Bandidos Films
- Industry: Entertainment
- Headquarters: Mexico City
- Products: Motion Pictures

= Bandidos Films =

Bandidos Films is a Mexican film production house associated with AMPI (Mexican Association of Independent Producers).

==Productions==
Bandidos Films has been mainly characterized by its films about the government's alleged tyranny and poverty in Mexico, beginning in 1999 with "Herod's Law" and continuing into 2014 with "The Perfect Dictatorship", all starring Damián Alcázar. These films are not directly connected, but satirize and deal with similar issues and share several common themes.
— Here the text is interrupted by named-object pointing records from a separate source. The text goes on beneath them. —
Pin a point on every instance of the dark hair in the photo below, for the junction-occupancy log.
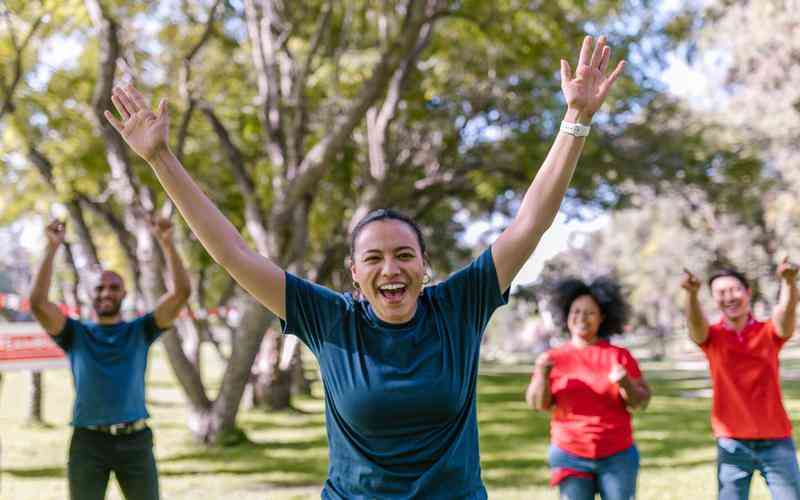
(605, 292)
(729, 272)
(386, 214)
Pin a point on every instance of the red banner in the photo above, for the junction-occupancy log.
(26, 346)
- In August 1991, the film Bandidos, a co-production with Estudios Churubusco Azteca SA, premieres. The film stars Edward Toussaint and Jorge Poza.
- In 1994, the producer returns with his movie Ámbar, starring Jorge Russek as Corbett. The film is about a journey that goes beyond the certainties of reality to reveal an astonishing world ruled only by imagination.
- In 1998 the film Night Lights (film) premieres.
- In 1999, the film Herod's Law is released. The film causes controversy, containing black humor about politics and poverty in the country. Starring Damián Alcázar, Pedro Armendáriz, Jr. and Salvador Sánchez.
- In 2006 a spiritual successor is released, titled A Wonderful World, also starring Damián Alcázar. The film is a critique of the socioeconomic and political state of the country under the neoliberal regime of Vicente Fox, then President of Mexico.
- The most controversial film by the company is released in 2010 (coinciding with the 200th anniversary of the beginning of the Mexican war of independence): Hell. A film by Luis Estrada and starring Damián Alcázar, Joaquín Cosío and Ernesto Gómez Cruz. The film begins with Benny (Damián Alcázar) being deported from the United States; now penniless and jobless, he returns to his hometown and meets his old friend Cochiloco (Joaquín Cosío), who introduces him to the world of illegal drug trafficking.
- In October 2014, the company releases the film The Perfect Dictatorship, a satire of the country's political situation under Mexican President Enrique Peña Nieto, dealing with such issues as the government's relationship with the national media companies. The title is taken from a quote from Peruvian writer Mario Vargas Llosa, who called the period of one-party rule by the Institutional Revolutionary Party (of which Peña Nieto is a member), which lasted from 1929 to 2000, "the perfect dictatorship" ("la dictadura perfecta").